Leaning on comparative performance
Grant Thornton’s Findlay raised a similar point. He talked in terms of “caviar and breakfast cereal” cycles where, depending on where the economy is, one will just be more popular than the other.
“So, to come back to the question of ‘what can a company do to be more attractive,’ in some instances it’s nothing,” he said. You can’t change your industry’s current cycle.
But at the same time, it’s not all instances. Findlay noted that even within weaker sectors there are “micro-conditions” that could play a role. While retail itself, for example, is currently a weaker prospect overall, retail pet stores remain strong as “people would rather throw themselves off a cliff than not have a pet,” he said. And if a retail company’s not a pet store? Findlay said comparative performance is still meaningful.
“People will always buy performance. Even within the same sub-sectors there are better performing businesses than others when you benchmark them. So ultimately, always performing above your peers from a benchmarking perspective would make you more attractive,” he said.
Beyond doing things to be more attractive, it is also important to avoid things that make a company unattractive.
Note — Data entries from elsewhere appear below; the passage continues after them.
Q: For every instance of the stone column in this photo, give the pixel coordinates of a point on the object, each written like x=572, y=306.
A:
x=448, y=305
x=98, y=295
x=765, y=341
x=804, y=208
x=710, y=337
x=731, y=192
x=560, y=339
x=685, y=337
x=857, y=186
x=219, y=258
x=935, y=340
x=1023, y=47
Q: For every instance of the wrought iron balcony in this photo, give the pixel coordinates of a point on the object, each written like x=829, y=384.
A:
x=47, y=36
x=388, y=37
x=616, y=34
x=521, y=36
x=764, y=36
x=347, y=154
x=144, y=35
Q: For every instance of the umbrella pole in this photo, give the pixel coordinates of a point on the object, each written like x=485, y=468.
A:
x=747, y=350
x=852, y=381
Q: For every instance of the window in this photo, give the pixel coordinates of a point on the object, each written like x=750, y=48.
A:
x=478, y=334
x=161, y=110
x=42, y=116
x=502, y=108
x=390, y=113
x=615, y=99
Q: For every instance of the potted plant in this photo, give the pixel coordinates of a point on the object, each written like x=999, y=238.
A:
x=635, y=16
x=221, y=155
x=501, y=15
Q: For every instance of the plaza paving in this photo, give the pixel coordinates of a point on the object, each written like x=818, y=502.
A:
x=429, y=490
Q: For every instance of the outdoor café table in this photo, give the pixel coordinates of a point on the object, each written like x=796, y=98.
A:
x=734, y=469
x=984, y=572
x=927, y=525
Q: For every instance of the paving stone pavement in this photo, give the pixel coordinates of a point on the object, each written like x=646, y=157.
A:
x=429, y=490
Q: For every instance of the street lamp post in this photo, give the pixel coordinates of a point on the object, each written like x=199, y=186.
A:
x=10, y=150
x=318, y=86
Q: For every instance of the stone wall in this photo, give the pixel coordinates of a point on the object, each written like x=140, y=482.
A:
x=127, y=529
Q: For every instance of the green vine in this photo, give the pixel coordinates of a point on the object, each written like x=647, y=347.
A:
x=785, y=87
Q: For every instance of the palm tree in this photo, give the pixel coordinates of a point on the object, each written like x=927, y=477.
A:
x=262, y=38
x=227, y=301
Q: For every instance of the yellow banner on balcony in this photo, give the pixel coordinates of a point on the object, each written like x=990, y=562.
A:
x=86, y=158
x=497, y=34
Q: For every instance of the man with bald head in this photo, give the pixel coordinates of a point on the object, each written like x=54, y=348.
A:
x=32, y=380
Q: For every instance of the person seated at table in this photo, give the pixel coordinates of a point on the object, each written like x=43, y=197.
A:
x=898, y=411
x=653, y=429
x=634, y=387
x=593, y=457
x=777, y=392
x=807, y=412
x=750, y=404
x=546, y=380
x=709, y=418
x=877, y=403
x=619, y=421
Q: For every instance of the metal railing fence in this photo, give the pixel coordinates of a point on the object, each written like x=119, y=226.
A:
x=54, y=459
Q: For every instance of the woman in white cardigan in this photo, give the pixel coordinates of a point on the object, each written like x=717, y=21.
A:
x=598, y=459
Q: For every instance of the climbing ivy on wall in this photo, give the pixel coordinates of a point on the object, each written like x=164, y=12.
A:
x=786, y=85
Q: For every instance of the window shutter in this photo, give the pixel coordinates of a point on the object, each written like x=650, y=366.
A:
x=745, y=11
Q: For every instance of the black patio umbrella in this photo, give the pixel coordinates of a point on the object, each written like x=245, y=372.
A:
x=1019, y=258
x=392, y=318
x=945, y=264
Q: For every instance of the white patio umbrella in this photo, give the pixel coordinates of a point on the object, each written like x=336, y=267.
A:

Fitnancial's Weinstein said beyond the obvious concerns like IRS issues or pending litigation, a common red flag is an overdependence on the company founder. While it’s all well and good for the founder to have a strong personal brand, what happens when that founder leaves?
There’s a lot of focus, especially with service-based businesses, on building personal brands, which can actually be detrimental to a sale because there’s an over-reliance on the founder. That then chains the owner to the desk, and if they do leave, the business’s value can be dinged, Weinstein said.
DeepSky’s Hsu, meanwhile, said sellers must pay extra-special attention to cash flow, saying buyers will look askance at any perceived extravagance even if the seller is simply trying to expand.
Findlay, meanwhile, said sellers shouldn’t gloss over one-time events that, when taken as a whole, add up to a troubling pattern. One bad contract, for instance, he can understand. A history of bad contracts is far more concerning, even if sellers try to tell him otherwise.
These things can come from having not been fully prepared to sell, usually because it never occurred to people that they would actually do so one day. Weinstein, from Fitnancial, said the prep work for selling should really start before a sale is even on the radar, but conceded few think in those terms.
“I see a lot of businesses that didn’t design their business with the intention to sell, but their plans have changed because of economic downturn or generational differences,” she said. “No one saw it coming early on.”